Reputation: 7733
I have a pandas dataframe like as shown below
df = pd.DataFrame({'subject_id': [101,102,103,201,202],
'test_id':[21,21,np.nan,24,25],
'test_name':['A','B',np.nan,'D','E'],
'invalid_condition':[0,0,0,0,1]})
I would like to identify the issues in the data based on below conditions and drop them
While I am able to identify them using the code below, I am not sure how to drop them
subject_with_no_test_info = len(df.groupby('subject_id').filter(lambda x: x['test_id'].count() == 0))*100/len(df)
test_id_diff_names = len(df.groupby('test_id').filter(lambda x: x['test_name'].nunique() > 1))*100/len(df)
invalid_condition = len(df[df['invalid_condition']==1])*100/len(df)
data_inconsistencies_df = pd.DataFrame([[subject_with_no_test_info,test_id_diff_names,invalid_condition]],columns = ['subject_with_no_test_info','test_id_diff_names','invalid_condition'])
This gives me an output like below
but now I want to drop those records which contribute to the 20%, 40% and 20%
under each column in the data_incosistencies_df?
Any elegant and efficient way to drop these records from the dataframe?
Upvotes: 1
Views: 58
Reputation: 24324
Try:
d1=df.groupby('subject_id').filter(lambda x: x['test_id'].count() == 0)
d2=df.groupby('test_id').filter(lambda x: x['test_name'].nunique() > 1)
d3=df[df['invalid_condition']==1]
#your conditions
data_inconsistencies_df = pd.DataFrame([[(len(d1)*100/len(df)),(len(d2)*100/len(df)),(len(d3)*100/len(df))]],columns = ['subject_with_no_test_info','test_id_diff_names','invalid_condition'])
#created dataframe to show percentages
d2=d2.drop_duplicates('test_id',keep='last')
#^your sub condition
#(We don't drop 101, because we keep = first of duplicate test ids)

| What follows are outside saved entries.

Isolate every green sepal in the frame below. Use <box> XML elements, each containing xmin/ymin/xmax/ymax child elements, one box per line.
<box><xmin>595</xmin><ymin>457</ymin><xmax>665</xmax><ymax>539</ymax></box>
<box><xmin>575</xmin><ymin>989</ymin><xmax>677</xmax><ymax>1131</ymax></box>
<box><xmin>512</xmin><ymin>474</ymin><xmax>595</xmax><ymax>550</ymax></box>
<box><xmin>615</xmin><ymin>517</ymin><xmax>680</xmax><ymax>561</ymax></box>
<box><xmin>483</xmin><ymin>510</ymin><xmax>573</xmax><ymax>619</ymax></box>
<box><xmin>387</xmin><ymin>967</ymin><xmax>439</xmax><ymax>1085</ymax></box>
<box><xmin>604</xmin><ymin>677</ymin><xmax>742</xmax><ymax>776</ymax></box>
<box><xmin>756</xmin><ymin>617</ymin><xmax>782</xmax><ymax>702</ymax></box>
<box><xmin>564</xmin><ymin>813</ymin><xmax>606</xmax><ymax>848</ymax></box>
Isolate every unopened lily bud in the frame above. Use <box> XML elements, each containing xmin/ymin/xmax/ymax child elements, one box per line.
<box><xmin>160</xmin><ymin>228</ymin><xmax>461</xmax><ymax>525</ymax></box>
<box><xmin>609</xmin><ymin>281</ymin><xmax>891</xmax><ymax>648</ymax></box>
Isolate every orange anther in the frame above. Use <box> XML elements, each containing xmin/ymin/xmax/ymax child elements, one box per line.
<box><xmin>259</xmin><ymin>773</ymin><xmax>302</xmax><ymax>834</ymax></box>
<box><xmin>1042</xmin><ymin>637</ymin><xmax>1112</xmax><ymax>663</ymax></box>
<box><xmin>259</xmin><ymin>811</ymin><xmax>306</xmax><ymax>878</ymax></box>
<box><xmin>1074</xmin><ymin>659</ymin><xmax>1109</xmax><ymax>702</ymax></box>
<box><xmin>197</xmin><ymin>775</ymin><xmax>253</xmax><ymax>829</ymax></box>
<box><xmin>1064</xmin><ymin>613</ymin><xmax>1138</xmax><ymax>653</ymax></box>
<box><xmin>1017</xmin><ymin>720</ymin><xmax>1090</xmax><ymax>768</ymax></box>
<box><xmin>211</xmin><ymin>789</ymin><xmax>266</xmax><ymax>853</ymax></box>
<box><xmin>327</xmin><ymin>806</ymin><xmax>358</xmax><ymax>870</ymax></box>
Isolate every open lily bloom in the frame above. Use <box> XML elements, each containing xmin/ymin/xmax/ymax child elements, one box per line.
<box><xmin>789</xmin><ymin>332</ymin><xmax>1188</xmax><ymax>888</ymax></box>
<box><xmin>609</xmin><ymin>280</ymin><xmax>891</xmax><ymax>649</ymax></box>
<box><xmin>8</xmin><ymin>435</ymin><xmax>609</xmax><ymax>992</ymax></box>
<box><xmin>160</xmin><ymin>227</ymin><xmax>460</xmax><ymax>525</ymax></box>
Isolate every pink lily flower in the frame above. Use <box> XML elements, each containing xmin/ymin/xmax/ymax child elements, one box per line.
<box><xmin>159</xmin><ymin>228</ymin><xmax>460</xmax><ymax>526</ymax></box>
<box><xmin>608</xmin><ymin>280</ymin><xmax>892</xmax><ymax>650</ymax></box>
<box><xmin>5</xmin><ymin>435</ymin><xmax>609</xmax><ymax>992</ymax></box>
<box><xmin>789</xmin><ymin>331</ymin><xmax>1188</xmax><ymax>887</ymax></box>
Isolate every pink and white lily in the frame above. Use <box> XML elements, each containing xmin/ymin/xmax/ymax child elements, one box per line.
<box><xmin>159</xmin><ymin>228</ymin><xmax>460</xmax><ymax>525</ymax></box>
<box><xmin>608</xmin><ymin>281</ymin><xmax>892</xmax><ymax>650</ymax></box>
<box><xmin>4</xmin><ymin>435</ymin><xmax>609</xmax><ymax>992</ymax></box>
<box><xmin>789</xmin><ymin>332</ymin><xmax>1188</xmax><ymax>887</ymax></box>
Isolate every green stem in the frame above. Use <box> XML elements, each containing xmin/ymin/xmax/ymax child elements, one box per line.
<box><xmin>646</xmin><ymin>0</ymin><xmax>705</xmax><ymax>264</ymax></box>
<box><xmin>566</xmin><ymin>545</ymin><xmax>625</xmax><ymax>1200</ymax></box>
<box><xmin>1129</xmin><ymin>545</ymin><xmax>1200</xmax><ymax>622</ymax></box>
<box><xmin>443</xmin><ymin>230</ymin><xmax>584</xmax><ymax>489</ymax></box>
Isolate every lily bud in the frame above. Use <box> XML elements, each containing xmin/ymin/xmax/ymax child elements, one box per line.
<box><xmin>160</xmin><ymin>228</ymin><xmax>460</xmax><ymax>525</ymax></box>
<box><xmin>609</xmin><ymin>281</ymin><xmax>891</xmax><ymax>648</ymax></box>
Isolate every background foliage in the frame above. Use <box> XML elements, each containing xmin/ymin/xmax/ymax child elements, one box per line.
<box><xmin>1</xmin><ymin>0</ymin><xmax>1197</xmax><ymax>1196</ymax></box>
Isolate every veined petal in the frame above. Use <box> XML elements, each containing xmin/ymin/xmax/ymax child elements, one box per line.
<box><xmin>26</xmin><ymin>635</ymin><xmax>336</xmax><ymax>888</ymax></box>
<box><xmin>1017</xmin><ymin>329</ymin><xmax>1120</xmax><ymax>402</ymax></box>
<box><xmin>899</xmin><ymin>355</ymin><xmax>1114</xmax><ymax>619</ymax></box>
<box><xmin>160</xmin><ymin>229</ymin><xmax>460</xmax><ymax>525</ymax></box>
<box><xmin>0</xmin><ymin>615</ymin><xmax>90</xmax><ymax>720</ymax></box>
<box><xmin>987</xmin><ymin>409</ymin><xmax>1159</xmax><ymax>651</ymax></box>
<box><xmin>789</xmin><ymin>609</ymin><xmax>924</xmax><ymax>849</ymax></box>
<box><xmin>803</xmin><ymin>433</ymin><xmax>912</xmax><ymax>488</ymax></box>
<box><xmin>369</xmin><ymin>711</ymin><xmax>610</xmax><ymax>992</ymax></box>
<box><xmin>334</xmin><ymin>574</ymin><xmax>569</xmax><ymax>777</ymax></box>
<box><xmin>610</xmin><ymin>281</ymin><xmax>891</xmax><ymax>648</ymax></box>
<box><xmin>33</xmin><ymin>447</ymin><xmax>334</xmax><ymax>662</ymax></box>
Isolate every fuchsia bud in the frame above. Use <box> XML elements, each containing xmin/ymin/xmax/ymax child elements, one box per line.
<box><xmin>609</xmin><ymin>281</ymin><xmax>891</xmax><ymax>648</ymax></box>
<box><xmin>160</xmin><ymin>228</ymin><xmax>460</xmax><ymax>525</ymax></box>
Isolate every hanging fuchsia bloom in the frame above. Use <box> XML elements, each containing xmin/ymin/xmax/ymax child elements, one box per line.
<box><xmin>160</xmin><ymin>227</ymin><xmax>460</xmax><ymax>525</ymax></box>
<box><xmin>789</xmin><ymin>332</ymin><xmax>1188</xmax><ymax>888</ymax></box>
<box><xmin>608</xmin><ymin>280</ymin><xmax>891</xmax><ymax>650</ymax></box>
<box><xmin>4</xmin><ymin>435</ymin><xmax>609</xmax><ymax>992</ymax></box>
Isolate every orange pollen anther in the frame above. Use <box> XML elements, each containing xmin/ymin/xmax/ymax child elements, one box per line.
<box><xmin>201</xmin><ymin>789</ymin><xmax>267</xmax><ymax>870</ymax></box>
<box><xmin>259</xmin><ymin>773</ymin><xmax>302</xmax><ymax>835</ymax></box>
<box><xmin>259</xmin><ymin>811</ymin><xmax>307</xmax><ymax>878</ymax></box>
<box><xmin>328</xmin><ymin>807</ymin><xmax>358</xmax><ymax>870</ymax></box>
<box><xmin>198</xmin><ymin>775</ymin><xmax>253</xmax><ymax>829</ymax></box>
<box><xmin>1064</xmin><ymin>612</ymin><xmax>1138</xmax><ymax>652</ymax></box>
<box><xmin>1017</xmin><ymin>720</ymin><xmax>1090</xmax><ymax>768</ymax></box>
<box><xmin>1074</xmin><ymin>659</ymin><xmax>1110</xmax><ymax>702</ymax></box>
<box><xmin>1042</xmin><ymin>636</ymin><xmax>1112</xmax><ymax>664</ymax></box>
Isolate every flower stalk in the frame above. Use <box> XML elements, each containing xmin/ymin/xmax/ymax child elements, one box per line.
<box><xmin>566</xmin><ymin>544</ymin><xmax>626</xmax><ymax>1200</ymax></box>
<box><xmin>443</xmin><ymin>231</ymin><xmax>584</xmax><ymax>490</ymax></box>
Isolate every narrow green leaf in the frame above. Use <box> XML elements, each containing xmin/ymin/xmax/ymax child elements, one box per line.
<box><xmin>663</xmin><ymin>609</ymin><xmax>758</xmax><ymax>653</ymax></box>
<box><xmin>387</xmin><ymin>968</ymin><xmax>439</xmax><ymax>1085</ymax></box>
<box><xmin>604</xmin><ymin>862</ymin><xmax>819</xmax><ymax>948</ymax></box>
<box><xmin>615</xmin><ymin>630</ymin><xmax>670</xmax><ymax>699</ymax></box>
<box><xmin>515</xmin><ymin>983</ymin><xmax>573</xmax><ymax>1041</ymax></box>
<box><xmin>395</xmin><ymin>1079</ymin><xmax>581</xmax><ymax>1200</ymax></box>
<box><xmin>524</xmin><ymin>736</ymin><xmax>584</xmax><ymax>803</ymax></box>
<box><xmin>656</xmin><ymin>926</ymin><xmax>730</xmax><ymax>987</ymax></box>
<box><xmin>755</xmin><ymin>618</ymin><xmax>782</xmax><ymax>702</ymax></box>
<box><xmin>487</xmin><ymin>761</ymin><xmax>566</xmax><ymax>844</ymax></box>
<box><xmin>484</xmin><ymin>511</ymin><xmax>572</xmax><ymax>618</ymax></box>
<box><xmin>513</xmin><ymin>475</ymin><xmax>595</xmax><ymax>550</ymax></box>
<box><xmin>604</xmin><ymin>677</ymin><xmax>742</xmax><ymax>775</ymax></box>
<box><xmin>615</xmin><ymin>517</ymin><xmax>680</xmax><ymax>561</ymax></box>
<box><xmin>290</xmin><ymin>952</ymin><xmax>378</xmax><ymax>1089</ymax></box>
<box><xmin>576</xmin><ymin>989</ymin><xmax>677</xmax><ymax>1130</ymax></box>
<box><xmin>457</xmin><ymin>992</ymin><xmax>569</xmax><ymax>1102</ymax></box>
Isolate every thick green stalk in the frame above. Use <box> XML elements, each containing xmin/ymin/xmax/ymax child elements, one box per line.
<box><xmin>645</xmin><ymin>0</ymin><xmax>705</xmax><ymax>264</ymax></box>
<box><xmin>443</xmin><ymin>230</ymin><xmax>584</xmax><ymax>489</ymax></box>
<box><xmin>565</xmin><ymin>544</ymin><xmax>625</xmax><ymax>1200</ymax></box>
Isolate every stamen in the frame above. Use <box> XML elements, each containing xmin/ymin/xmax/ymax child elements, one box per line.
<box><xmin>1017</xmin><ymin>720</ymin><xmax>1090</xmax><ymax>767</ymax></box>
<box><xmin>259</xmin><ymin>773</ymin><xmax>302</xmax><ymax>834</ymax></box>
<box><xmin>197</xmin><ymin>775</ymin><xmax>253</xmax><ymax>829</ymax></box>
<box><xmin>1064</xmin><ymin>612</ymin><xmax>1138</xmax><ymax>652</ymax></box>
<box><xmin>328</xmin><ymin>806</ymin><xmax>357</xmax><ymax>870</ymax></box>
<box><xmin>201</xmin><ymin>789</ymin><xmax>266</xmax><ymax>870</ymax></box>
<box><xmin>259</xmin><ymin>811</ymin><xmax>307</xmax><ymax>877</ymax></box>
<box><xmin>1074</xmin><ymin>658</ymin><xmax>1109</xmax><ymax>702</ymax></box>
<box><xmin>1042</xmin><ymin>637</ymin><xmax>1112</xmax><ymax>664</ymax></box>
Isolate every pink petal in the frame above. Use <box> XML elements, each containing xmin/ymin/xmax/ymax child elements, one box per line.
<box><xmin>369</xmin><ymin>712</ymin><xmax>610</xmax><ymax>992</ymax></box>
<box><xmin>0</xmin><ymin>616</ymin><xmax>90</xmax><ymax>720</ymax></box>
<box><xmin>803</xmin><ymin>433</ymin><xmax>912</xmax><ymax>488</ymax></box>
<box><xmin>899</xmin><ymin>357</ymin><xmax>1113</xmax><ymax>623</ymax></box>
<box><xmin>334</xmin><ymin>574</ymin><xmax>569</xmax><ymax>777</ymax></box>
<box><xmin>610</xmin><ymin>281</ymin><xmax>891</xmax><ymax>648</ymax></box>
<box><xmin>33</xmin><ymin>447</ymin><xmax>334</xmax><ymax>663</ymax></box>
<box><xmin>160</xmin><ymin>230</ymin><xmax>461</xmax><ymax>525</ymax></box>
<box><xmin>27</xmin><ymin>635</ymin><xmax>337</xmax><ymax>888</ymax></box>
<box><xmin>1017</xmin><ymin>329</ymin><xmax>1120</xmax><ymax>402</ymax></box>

to_drop=pd.concat([d1,d2,d3]).index
#concatinating 3 dataframes to grab the index of the rows which are going to drop
Finally:
df=df.drop(to_drop)
#dropping those indexes
Output of df
:
subject_id test_id test_name invalid_condition
0 101 21.0 A 0
3 201 24.0 D 0
Output of data_inconsistencies_df
:
subject_with_no_test_info test_id_diff_names invalid_condition
0 20.0 40.0 20.0
Upvotes: 2